At a subsequent forum at St. Francis Xavier Church in Southeast, Barnes partisans in the crowd question Crawford sharply about circumstances surrounding his firing in 1976 from a job as assistant secretary of Housing and Urban Development. Crawford supporters in turn ask Barnes about the endorsements he has received from Fauntroy, City Council Chairman Arrington Dixon and other District elected officials from outside Ward 7.

Both candidates try to deflate the silent issues. At times, both have had to take them head-on.

Crawford was fired from the Hud job by then President Gerald R. Ford after officials said they had discovered he was negotating with several municipal housing authorities around the country for employment after he left government. Meanwhile, the housing authorities had to go through Crawford for public housing funds. The government eventually dropped a conflict-of-interest investigation of Crawford's actions.

"There was nothing -- nothing -- that I ever did (at HUD) that I wouldn't do again," Crawford answered a questioner at one forum. "I would never have thrown my hat into the ring if I thought I had done anything I could not defend later."

Crawford, who once bought a number of boarded-up houses in the city and resold them for a $150,000 profit without making any improvements, has refused to divulge his financial worth or current real estate holdings. "There's nothing wrong with making money," he says, maintaining that he would face no conflict of interest in voting on housing legislation.

Barnes, in handling the "carpetbagger" charge, has also developed a standard response. "I think you should examine the quality of my service to the ward," he tells questioners who ask about his three years' residency in the ward.

Prior to moving to Southeast, Barnes lived for a short while in Ward 5, and he acknowledges "there was some talk" about his running for the council from that ward. He says, however, that he moved to Ward 7 not to enter the current race, but because his wife didn't like their house in Ward 5.

Barnes admits that the "carpetbagger" charge has hurt somewhat, but he says he is convinced that "the election will not turn on it." Crawford does not acknowledge that his integrity is an issue, though some voters interviewed have said they doubt his sincerity.

Other silent issues have cropped up as well, among them the recent endorsement of Barnes by The Washington Post. Workers in both camps say the endorsement will help Barnes with the young professionals who are moving into the southern reaches of the ward. But The Post, as an influential white-owned institution, is held in suspicion by many blacks, and some observers said it might hurt Barnes.

"I think people really feel there is a (white) consipiracy to control and influence the city," said longtime Ward 7 resident and political activist Herbert Barksdale, who favors Crawford.

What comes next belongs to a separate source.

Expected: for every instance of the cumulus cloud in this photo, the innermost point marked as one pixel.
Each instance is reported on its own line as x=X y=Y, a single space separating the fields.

Crawford partisans at some forums have questioned Barnes about his family life. He has been divorced, and his current wife is Asian. Crawford mentions to audiences that his wife Elenora is a "native Washingtonian." Barnes calls the raising of this issue on "act of desperation."

Crawford, on the other hand, is often quizzed by Barnes supporters about his reputation for being a "guntoting landlord" as manager of various public housing projects around the city. Crawford defends his record as a tough manager, and says residents of public housing need a thing called discipline."